Amtek Auto is India’s second-largest auto components company, with revenues of INR156bn. It has a global market share of 20% in turbocharger housings and 15% in ring gears. Amtek Group has been very aggressive with capex and acquisitions [Tekfor and Kuepper] in the past — this has not played out as expected by management, due to Corrupt Governance & Policy Paralysis during Sonia Gandhi’s Congress Regime in the key markets of India (57%) and Europe (~37%) led to significant debt build-up. Amtek management is now focused on improving return ratios and generating free cashflows, which should be taken positively by the market.
Amtek is a high-beta play on recovery in the domestic automotive industry.
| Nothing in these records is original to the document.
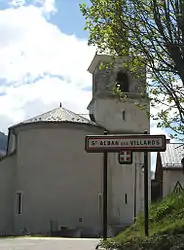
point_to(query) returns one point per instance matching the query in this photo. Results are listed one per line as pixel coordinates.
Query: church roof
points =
(59, 114)
(171, 158)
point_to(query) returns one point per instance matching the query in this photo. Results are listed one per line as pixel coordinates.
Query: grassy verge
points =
(166, 227)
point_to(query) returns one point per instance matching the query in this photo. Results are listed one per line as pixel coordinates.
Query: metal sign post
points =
(134, 143)
(105, 158)
(146, 228)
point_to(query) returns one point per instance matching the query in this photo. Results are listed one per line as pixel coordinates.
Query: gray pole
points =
(105, 193)
(146, 192)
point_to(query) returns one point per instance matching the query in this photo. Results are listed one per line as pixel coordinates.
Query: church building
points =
(49, 183)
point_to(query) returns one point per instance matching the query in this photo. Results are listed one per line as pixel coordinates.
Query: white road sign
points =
(114, 143)
(125, 157)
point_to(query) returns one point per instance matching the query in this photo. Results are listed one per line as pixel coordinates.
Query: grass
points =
(166, 218)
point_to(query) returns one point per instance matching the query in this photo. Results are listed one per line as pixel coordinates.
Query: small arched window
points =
(122, 81)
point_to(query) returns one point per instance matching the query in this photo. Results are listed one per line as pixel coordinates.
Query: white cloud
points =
(34, 50)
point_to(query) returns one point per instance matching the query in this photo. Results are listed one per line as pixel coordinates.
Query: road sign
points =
(178, 188)
(125, 157)
(115, 143)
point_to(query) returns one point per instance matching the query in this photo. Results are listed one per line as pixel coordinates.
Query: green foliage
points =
(150, 33)
(166, 228)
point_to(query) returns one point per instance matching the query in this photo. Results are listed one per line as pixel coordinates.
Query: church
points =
(49, 183)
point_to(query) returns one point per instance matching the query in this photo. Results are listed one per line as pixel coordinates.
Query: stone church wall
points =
(7, 170)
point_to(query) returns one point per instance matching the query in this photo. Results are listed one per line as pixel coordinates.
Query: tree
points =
(151, 32)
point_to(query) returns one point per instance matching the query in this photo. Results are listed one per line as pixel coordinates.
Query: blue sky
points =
(44, 59)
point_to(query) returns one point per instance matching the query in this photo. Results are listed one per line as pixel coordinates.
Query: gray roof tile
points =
(60, 114)
(173, 155)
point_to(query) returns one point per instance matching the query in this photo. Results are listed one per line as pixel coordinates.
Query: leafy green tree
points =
(150, 32)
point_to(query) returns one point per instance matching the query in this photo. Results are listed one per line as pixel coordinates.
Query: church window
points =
(122, 81)
(123, 115)
(19, 202)
(126, 199)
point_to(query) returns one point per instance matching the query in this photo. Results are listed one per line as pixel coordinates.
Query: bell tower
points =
(105, 108)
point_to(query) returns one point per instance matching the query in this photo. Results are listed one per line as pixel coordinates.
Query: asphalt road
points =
(48, 244)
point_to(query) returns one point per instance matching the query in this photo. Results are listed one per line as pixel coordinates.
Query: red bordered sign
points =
(125, 157)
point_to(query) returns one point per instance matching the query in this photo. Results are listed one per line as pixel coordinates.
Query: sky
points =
(44, 58)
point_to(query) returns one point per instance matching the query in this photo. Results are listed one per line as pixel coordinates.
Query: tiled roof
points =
(173, 155)
(59, 114)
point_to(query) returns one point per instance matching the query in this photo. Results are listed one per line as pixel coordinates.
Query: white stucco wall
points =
(170, 178)
(7, 174)
(59, 180)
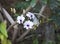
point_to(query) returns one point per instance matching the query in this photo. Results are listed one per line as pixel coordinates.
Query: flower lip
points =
(20, 19)
(28, 24)
(30, 15)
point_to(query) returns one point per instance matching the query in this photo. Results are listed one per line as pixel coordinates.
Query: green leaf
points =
(3, 29)
(33, 3)
(35, 41)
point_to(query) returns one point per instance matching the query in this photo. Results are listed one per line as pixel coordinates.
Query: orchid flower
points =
(20, 19)
(28, 24)
(30, 15)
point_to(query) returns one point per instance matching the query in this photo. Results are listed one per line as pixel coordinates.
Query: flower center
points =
(27, 25)
(31, 15)
(20, 20)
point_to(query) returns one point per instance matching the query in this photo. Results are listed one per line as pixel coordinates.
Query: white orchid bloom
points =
(28, 24)
(20, 19)
(30, 15)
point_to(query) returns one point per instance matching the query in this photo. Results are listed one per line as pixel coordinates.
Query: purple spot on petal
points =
(20, 20)
(31, 15)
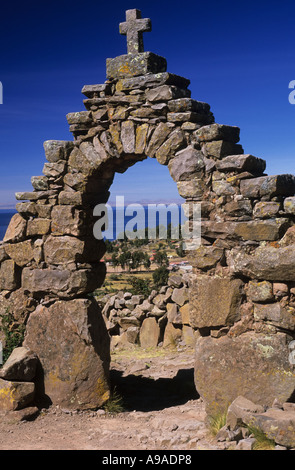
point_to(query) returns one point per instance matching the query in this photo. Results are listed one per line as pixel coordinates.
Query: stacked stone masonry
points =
(242, 290)
(161, 319)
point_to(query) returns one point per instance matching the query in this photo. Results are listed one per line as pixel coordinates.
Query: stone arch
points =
(50, 259)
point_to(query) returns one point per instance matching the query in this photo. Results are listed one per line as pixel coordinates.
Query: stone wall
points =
(242, 292)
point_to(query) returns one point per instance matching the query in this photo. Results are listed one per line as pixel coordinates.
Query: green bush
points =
(13, 334)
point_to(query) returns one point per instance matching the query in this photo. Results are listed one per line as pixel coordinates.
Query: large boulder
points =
(72, 344)
(255, 366)
(15, 395)
(20, 366)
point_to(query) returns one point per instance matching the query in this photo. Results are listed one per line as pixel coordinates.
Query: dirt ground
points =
(162, 411)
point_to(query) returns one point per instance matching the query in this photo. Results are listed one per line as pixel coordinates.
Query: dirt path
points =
(162, 411)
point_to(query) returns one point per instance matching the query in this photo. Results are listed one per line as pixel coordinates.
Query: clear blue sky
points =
(239, 56)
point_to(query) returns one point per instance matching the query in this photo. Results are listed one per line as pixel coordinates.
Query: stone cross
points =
(133, 28)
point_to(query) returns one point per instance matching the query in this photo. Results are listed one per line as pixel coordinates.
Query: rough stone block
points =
(9, 275)
(172, 335)
(16, 230)
(40, 183)
(215, 301)
(289, 205)
(151, 80)
(181, 105)
(20, 366)
(63, 282)
(268, 186)
(175, 141)
(56, 150)
(254, 366)
(186, 163)
(192, 189)
(128, 136)
(276, 315)
(221, 148)
(21, 253)
(165, 93)
(218, 132)
(15, 395)
(149, 333)
(260, 230)
(76, 358)
(266, 262)
(159, 136)
(249, 163)
(276, 424)
(66, 249)
(38, 226)
(67, 220)
(266, 210)
(260, 291)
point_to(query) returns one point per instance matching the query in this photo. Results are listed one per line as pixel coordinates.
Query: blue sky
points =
(239, 56)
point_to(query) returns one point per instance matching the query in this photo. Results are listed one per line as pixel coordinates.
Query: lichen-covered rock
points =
(131, 65)
(15, 395)
(75, 359)
(149, 335)
(20, 366)
(253, 365)
(215, 301)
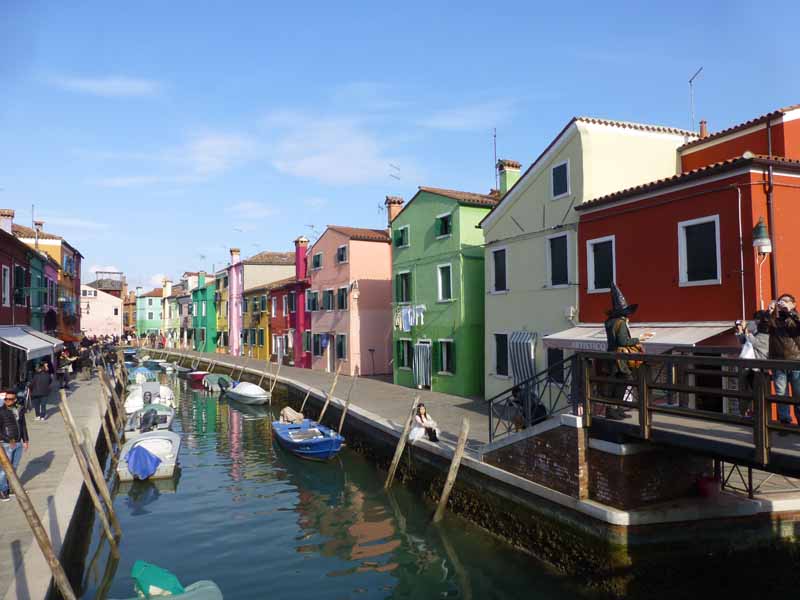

Since it has nearly all OEMs among its customers, we also see Amtek as a more diversified play on the upcycle. Attractiveness of India as a small-car export hub, vendor consolidation and thrust on localisation by OEMs augurs well for medium-term growth prospects at large vendors like Amtek in the medium to long term.
EPS Expectations
Amtek is expected to deliver a 27% revenue CAGR over FY13-16F (financial year ends in September). Amtek Auto stock is trading at P/E of 5.7x FY14F EPS of Rs35.1 and P/E of 4.5x FY15F EPS of Rs45.2.
A 16% CAGR in domestic revenues, led by a potential recovery in the domestic automotive industry volumes and a pick-up in the industrial capex cycle will aid the recovery along with new orders worth USD1bn already won over the last year – these will be executed over the next 5-7 years. Vendor consolidation by OEMs to minimise costs and logistics efforts will bring more new orders to larger vendors like Amtek Auto.
Investors Can Accumulate the Stock on Correction as it has run up too fast in the last 2 months ahead of the Benchmark Rally.